By Navid Kalhor, for Al-Monitor. Any opinions expressed are those of the author, and do not necessarily reflect the views of Iran Business News.
According to the UN Conference on Trade and Development’s 2015 World Investment Report, Iran saw troubling changes in Foreign Direct Investment (FDI) in 2014.
FDI inflow dropped by a third, while FDI outflow more than tripled; in dollar terms, Iran received merely $2.1 billion in inward investment and lost $600 million outward. Given that these figures include Foreign Portfolio Investment (FPI), they are disappointing.
The obstacles in the way of a greater influx of foreign money into Iranian capital markets can be divided into two distinct categories: domestic and external, with the former of far greater significance than the latter.
Some capital market experts argue that a key issue is the lack of a clear-cut vision on how to expand the debt market in the Islamic Republic’s sixth five-year development plan (2016-2021), which has been prepared by the Management and Planning Organization.
Issuances of Islamic sukuk and bonds under both the previous and current administrations were merely meant to prop up ailing government-backed organizations suffering from cash flow problems.

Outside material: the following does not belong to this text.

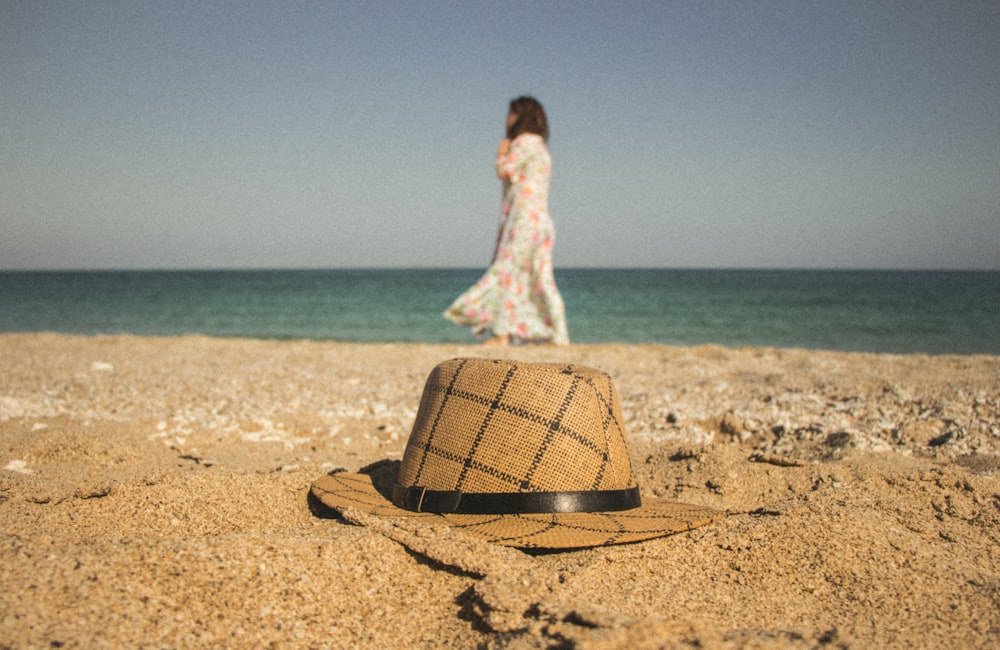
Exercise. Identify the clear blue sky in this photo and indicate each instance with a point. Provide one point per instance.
(251, 134)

As such, debt sales have never been geared to shift the focus of financing away from banks and toward capital markets.
The importance of having deep and diversified debt markets should not be underestimated. It can greatly accelerate the influx of foreign capital, and thus, ultimately positively affect the equity market. In addition, it can provide a buffer against the systemic risks prevalent at times of economic crisis. Yet development of the debt market continues to be neglected by policymakers.